Nonetheless, I always admired Remo Pili: at least he wanted to have fun and he did. He knew what he wanted, and he had it.

I must note, however, how certain pupils would assume a blank face with no interpretable expression as they engaged in their fifteen minutes of mock office. This poker-face never failed to captivate my attention. I interested myself in observing the pupil’s predictable reaction at the acclaim for, say, throwing the trash can: "Very good si Joanes!" Though that heart of his floated in the seven seas of self-importance, Joanes still assumed that poker-face as some sign of humility. It was an unspoken rule: you don’t smile when being lauded by your class adviser for fear of being labeled "pangas!" in Ilocano or mayabang in Tagalog, the latter dialect used by the more elitist students mostly from Vigan, who used Tagalog the way English was used by the sosyál in Manila.

Moreover, who could forget the golden days of Jackstone? They throw pieces of, say, five plastic asterisks on the floor. They toss a rubber ball in the air and before it reaches the floor they quickly pick up a single asterisk. Toss the ball one more time and you pick the next asterisk; a few more tosses and you should have picked all five. That’s just the first round. The next rounds would require you to pick up two asterisks per toss, then three, then four, then all five of them PER toss! On the next rounds, they added hand movements from banging your palms to the floor to clapping while the rubber ball was still suspended in the air so that one could collect the asterisks, clap, bang or even bake just in time to catch the ball when it falls.

They may not have known it, but it was this competition that pitted the third-grade girls against each other during recess time, free at last from the torments of memorizing the provinces and their capitals in all seventeen regions of the Philippines.

The same was true during lunchtime. The Jackstone girls perspired on the floor and the boys were on the quadrangle playing girik, a chasing game that was more feculently athletic than recreational.

While everyone else was being ordinary, smelled of sweat and childhood, there I was: seated on my wooden armchair, fanning myself with Constancia Tolentino’s abaníco. Alone, I would enjoy a bully-free moment of tranquility in my corner, chewing ham, hotdog or cheese croissant stored in one of the pink Topperware containers that Marissa Ujano collected. Otherwise, I would bring out my notebook with Sleeping Beauty on the cover and draw the Disney princess I fancied.

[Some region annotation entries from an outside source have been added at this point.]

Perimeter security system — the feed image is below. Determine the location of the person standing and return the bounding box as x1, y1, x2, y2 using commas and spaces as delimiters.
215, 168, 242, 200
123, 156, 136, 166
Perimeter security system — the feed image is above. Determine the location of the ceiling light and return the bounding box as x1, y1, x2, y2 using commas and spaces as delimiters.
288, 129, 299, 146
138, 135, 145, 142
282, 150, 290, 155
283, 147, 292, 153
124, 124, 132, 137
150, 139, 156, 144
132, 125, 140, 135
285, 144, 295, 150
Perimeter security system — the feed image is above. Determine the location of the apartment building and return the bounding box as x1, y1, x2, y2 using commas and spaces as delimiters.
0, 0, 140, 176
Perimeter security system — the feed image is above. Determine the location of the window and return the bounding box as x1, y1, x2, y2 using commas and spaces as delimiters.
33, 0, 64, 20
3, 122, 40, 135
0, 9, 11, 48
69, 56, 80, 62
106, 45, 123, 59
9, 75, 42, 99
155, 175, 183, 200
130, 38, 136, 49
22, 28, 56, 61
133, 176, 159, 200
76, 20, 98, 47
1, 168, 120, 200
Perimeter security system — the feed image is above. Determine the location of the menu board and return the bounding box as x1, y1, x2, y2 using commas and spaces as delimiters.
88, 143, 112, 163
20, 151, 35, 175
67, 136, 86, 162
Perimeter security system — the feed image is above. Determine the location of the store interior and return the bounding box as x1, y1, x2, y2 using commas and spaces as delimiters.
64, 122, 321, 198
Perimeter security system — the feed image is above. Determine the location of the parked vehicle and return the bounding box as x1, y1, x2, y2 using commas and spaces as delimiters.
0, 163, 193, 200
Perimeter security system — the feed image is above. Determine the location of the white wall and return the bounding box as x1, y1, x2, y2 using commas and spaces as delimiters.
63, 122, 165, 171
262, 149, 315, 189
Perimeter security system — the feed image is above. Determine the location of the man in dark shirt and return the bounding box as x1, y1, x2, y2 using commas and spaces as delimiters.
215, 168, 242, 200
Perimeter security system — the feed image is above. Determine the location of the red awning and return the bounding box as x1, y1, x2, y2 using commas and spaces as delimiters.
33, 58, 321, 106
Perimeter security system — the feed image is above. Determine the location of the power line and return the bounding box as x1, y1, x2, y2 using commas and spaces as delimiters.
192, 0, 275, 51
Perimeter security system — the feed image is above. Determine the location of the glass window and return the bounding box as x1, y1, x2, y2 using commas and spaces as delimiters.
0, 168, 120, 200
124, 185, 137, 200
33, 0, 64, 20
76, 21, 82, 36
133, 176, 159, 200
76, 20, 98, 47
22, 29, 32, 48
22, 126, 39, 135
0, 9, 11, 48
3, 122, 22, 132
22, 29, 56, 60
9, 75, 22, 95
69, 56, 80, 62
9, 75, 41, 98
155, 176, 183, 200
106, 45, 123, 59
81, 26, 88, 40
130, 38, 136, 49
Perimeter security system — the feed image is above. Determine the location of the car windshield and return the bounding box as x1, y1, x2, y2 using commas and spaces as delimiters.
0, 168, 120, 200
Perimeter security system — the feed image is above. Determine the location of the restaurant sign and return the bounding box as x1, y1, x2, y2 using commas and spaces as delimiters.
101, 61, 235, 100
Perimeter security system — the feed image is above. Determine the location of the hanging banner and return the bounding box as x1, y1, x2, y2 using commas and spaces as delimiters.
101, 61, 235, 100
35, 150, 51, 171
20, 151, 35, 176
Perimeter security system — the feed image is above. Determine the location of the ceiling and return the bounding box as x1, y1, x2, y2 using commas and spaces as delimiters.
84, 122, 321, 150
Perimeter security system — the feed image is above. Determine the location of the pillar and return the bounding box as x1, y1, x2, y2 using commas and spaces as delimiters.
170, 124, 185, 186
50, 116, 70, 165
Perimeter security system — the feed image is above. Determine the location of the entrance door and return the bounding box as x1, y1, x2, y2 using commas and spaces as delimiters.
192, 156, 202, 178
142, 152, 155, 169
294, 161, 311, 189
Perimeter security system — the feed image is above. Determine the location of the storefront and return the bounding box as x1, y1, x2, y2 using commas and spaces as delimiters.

As a child, drawing my fantasies in my solitary corner was more comforting than the company of dugyót girik and Jackstone players, aside from the fact that I was disillusioned by my low Jackstone proficiency. I found drawing worthier of my time than the fruitless attempts of searching for friends who won’t tease me because I wanted to play with girls, who I preferred to be with than other boys, whether masculine or otherwise. I looked for nicer children for friendships that could last, at least until the incoming summer. If there was any success, the friendship was short-lived because our batch would still be reshuffled by the next school year.

The thought of it saddened me. But to divert my attention I just listened to Miss Ayunon’s lecture between living and nonliving things, or to Miss Etrata’s brisk summary about the mystery of the Holy Trinity, using herself as an example, "I could be a mother, a daughter, and an aunt-all in the same time." I just took notes… quite laboriously though since I was in 2nd grade and still was a stranger to cursive writing. Otherwise, I would sketch women with long hair and crowns and blooming gowns.